Meeting of the Parliament 14 January 2026
It is a personal honour for me to open this debate and introduce a bill that will, with the Parliament’s support, change lives across Scotland.
We are making good progress on keeping the Promise. More than 2,500 fewer children are in care now than in 2020; the number of students who are supported in higher education by the care-experienced bursary more than doubled between 2019-20 and 2024-25; the introduction in 2023 of a minimum level of allowance for foster and kinship care families benefits more than 9,000 children every year; and no young person aged under 18 has been imprisoned since April last year.
However, we know that there is more for us to do as a Government if we are to keep the Promise by 2030, as we committed to doing, and the Children (Care, Care Experience and Services Planning) (Scotland) Bill will take us further faster. It provides the scaffolding that is needed to build solid systems of support to wrap around whole families and move our services and interventions more towards prevention. However, I acknowledge that some stakeholders and members of the Scottish Parliament feel that it does not go far enough.

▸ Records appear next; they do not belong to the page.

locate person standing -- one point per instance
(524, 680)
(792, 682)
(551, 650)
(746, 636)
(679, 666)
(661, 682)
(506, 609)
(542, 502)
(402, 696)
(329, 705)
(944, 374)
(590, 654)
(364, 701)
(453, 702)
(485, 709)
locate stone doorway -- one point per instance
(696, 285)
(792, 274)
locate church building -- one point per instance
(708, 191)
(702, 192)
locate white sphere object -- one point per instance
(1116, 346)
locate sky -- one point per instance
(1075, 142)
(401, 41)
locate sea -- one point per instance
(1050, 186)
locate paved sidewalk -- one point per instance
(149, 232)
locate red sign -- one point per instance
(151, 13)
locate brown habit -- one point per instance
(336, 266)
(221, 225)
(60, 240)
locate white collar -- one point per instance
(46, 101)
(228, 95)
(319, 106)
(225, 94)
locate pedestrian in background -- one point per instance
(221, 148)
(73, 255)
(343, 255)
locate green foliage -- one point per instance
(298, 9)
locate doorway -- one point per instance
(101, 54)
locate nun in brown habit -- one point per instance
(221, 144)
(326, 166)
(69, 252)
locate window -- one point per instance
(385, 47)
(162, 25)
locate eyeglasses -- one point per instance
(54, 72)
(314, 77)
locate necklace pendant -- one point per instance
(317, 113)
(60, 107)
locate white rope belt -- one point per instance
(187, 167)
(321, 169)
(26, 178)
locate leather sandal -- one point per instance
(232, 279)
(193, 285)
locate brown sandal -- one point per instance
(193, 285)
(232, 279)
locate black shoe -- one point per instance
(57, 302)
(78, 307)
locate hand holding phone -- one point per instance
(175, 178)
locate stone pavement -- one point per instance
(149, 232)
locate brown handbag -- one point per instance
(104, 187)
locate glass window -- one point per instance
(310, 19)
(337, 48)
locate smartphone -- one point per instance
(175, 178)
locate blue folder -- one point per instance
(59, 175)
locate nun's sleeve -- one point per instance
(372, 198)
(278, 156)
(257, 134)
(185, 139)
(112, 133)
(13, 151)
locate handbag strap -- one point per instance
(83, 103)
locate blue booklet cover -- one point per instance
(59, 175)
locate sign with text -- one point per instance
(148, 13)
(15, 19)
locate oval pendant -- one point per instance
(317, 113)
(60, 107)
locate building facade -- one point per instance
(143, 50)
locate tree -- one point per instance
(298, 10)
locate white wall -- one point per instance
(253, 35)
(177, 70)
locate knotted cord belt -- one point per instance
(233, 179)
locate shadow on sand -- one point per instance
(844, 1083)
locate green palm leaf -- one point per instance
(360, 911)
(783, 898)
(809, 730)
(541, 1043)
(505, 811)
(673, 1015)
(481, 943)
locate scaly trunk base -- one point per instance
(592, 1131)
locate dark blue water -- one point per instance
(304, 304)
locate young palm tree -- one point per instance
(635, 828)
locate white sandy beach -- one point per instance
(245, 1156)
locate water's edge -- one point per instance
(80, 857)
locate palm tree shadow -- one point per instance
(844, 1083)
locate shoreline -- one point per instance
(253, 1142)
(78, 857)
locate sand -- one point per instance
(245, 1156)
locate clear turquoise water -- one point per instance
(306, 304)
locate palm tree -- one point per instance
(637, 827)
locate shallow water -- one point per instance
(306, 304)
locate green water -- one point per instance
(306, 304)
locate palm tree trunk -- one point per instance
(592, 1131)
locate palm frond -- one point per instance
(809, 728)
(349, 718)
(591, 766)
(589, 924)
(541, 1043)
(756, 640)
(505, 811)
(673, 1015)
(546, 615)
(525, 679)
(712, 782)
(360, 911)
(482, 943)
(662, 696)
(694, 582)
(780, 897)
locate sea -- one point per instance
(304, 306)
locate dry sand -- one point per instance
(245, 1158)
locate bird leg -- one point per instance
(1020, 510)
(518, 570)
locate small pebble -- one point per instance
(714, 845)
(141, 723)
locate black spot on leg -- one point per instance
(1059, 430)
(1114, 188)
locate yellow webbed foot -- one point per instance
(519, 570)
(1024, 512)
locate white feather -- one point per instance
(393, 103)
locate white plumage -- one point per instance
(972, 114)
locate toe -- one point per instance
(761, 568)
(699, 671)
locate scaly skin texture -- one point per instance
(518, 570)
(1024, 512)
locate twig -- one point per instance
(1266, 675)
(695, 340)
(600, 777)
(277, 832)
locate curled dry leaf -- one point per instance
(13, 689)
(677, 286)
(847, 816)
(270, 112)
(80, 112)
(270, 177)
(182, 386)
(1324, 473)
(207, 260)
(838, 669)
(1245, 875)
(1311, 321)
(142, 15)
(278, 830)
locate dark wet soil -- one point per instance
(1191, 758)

I thank everyone who provided evidence to the committee at stage 1, everyone who has engaged with the bill team and Government officials since the bill was introduced last summer and the many people I have met in our communities who are doing important work to support children and young people who are in care or have left care. Most important, I thank children and young people for continuing to share their stories, concerns, challenges, ideas and dreams in the hope that we will take all that experience and make change happen for them and especially for children who might need care and support in the future.